Facebook has already lost users in Europe and is struggling to comply with the E.U.’s newly implemented General Data Protection Regulation. User growth was flat in the U.S. and Canada.

While on paper Facebook is a public company, it is actually controlled by one person, Chairman and C.E.O. Mark Zuckerberg. The company has two classes of stock. He and a small group of Facebook insiders own Class B shares that come with 10 votes per share while the Class A shares that trade publicly have only one vote per share.

Thus Zuckerberg and a small group of insiders control almost 70 percent of the voting shares in Facebook. Zuckerberg himself controls nearly 60 percent of the stock. That means that public shareholders have almost no influence over how the company operates. In the past, Zuckerberg has been dismissive of the criticism directed at Facebook. It took a scandal to make him take privacy issues seriously, but whether he can change or allow others in the company to make decisions is doubtful. Perhaps that is why Wall Street has reacted so negatively.

While on paper Facebook is a public company, it is actually controlled by one person … Mark Zuckerberg.

The Elite 5

Amazon and Facebook together comprise 40 percent of a very exclusive group called FAANG — Facebook, Amazon, Apple, Netflix, and Google — Wall Street’s moniker for these well-performing titans. What makes these stocks so important is, as Goldman Sachs reports, 62 percent of the S&P 500’s 4.8 percent 2018 market gain is attributable to just 10 stocks, including these five.
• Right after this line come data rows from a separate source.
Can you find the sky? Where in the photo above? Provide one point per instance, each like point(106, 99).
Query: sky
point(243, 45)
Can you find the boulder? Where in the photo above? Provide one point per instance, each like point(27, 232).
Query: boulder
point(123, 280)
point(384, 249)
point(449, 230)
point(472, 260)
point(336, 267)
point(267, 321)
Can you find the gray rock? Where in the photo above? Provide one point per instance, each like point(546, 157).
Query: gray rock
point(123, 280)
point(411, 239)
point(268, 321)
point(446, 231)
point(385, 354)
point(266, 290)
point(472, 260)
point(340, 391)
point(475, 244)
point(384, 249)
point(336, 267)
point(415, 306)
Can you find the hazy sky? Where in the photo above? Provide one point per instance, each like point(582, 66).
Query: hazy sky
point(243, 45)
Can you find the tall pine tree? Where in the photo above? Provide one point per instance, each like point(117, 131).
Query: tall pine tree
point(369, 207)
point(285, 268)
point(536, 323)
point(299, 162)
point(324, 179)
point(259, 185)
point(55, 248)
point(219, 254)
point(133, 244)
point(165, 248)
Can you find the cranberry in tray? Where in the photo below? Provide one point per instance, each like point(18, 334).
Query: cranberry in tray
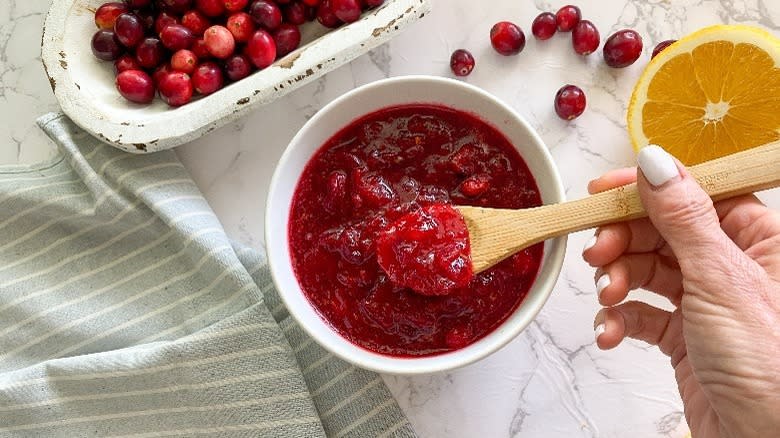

Apple and Amazon are each aspiring to become the first company to achieve a $1 trillion valuation. Apple’s market cap was $956.5 billion at the close of business on July 31 while Amazon’s cap was $876.4 billion, down from its $910 valuation on July 27. Facebook’s market cap was $514.7 billion on July 31.

Facebook’s dive in the last week of July affected all FAANG stocks, all showing declines at the end of business on July 30.

  • Facebook -2.19%
  • Amazon -2.09%
  • Apple -0.50%
  • Netflix -5.70%
  • Google -1.82%

Poor performance by any one of these companies can drag down all the others as well as the entire stock market.